Сережа подошел к столу и потянул ящик, тот самый, который он представил себе, когда предлагал Леньке Носу это дело. Ящик не поддавался.
– Если ящик закрыт – значит, в нем что-то есть, – философически заметил Ленька. – Очень мне нравятся закрытые ящики.
Он повернул в замке отмычку и выдвинул ящик. Там не было денег. Но там лежали револьвер и пистолет. И раскрытая коробка из-под монпансье с патронами.
– Наган, – сказал Ленька, осматривая револьвер. – Самовзвод. А это – «Коровин». Семь шестьдесят два. Сильная штука.
– Я возьму… этот «Коровин»… – сказал Сережа, у которого кровь внезапно отхлынула от лица.
– Возьми, – охотно согласился Ленька, – а наган пусть Жорка заберет. Пусть похвалится перед своей девочкой.
Ударом каблука Жорка провалил дно в шифоньере.
– Есть, – воскликнул он радостно.
– Не горячись, – сказал Ленька, отбирая у Жорки перевязанные шпагатом крест-накрест две толстые пачки червонцев, золотые часы на толстой массивной цепи с брелоками из серебряных монет и браслет, усыпанный розоватыми камешками, словно рыбьей чешуей. – А пошарь там еще.
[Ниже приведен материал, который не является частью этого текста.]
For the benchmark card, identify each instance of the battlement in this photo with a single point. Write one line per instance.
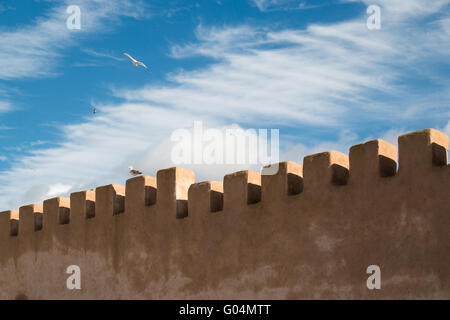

– Облигации, – сообщил Жорка.
– Не нужно презирать облигации, – поучительно сказал Жорке Ленька Нос. – Если ты не подписываешься на заем, так это совсем не значит, что ты не можешь выиграть по облигациям… И не выпускай пар. Делиться будем потом… А сейчас, мои дорогие коллеги, займемся погрузочно-разгрузочными работами.
Они развернули прихваченные с собой новые крепкие мешки, на которых черной краской Сережиной рукой были сделаны большие четкие надписи «Сдал ли ты утиль?», и стали набивать в эти мешки отрезы, пальто, плащи, ковры, и при этом Ленька Нос внимательно, как сведущий оценщик, осматривал каждую вещь и что похуже бросал в кучу на пол.